オーストラリア当局、暗号資産取引所のライセンス制度を提案──2024年までに法案作成を目指す

オーストラリアは2024年までに暗号資産(仮想通貨)プロバイダーのライセンスとカストディのルールをカバーする法律の草案を発表する予定だ。法律が制定されれば、取引所は新体制に移行するために12カ月の猶予が与えられると、オーストラリアの財務省が10月16日に発表した。このスケジュールによると、オーストラリアの暗号資産プラットフォームが新しく提案された制度の下でライセンスを取得するには2025年までかかる可能性がある。

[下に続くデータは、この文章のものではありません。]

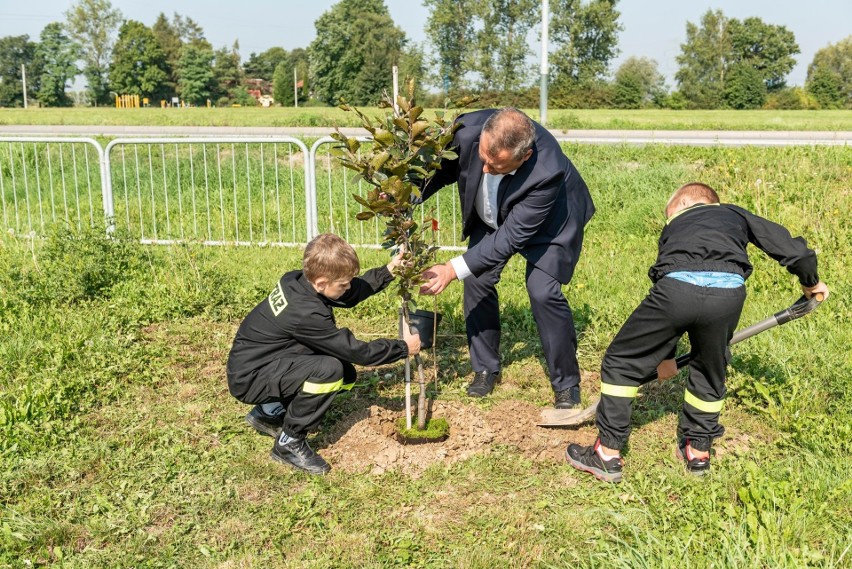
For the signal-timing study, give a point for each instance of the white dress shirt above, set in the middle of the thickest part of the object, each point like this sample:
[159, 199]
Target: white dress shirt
[486, 208]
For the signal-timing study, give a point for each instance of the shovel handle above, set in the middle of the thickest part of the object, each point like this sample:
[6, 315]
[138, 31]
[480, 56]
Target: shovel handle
[798, 309]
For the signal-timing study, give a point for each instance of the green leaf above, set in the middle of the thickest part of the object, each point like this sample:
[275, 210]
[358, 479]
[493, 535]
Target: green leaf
[383, 137]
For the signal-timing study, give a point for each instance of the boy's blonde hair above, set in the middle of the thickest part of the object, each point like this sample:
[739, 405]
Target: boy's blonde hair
[328, 256]
[693, 193]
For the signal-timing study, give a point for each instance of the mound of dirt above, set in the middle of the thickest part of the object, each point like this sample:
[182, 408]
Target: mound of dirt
[364, 441]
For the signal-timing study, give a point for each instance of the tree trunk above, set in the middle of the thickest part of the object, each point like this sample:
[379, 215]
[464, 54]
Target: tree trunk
[421, 398]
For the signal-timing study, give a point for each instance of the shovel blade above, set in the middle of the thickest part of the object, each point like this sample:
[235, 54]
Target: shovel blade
[568, 417]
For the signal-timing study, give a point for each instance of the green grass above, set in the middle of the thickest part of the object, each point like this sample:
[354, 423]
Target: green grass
[121, 447]
[322, 116]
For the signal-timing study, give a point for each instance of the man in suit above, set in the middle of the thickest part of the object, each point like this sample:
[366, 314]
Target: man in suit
[519, 194]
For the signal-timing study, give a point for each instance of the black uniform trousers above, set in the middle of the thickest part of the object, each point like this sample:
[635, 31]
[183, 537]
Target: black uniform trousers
[709, 316]
[550, 309]
[305, 386]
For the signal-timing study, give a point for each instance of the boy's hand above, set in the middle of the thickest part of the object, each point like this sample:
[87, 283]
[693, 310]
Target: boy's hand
[667, 369]
[411, 340]
[397, 260]
[819, 289]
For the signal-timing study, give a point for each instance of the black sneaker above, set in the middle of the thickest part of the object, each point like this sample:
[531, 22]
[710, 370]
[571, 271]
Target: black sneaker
[299, 455]
[694, 465]
[264, 424]
[568, 398]
[588, 460]
[483, 383]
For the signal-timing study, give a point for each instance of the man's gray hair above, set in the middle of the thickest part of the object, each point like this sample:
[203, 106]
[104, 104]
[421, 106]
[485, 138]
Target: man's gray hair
[509, 129]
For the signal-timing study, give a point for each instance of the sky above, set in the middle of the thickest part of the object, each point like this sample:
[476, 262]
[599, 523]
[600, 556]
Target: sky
[652, 28]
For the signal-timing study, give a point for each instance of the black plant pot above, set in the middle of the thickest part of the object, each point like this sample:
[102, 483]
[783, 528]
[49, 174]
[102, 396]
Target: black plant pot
[423, 322]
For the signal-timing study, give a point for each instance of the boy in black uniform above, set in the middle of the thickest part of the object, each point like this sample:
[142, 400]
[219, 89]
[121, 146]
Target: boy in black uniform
[290, 359]
[699, 290]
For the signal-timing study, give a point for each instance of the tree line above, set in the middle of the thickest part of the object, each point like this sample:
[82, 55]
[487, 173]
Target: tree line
[479, 47]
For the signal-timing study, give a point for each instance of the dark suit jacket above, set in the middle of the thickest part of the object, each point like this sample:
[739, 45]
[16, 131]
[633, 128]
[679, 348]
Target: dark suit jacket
[541, 211]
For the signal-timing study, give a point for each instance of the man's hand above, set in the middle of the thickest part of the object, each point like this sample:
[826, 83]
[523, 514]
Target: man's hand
[397, 260]
[818, 289]
[437, 279]
[411, 340]
[667, 369]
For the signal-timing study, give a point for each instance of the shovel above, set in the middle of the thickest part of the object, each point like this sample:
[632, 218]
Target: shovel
[568, 417]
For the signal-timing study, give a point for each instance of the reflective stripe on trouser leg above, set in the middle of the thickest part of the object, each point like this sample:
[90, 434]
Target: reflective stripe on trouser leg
[619, 390]
[701, 405]
[614, 410]
[316, 394]
[320, 388]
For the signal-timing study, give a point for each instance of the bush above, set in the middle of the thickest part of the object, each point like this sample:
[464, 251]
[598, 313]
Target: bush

それでも、今回の動きは暗号資産規制の枠組みに向けてオーストラリア政府がとった最も重要なステップの一つだ。この提案は2023年2月に初めて表明された後、2023年半ばまでには発表される予定だった。延期された後に10月に発表されたコンサルテーションペーパーは、以前のトークンマッピングコンサルテーションペーパーとは別のものだ。トークンマッピングとは、暗号資産商品の主要な活動や機能を特定し、既存の規制の枠組みに照らし合わせてマッピングするプロセスを指す。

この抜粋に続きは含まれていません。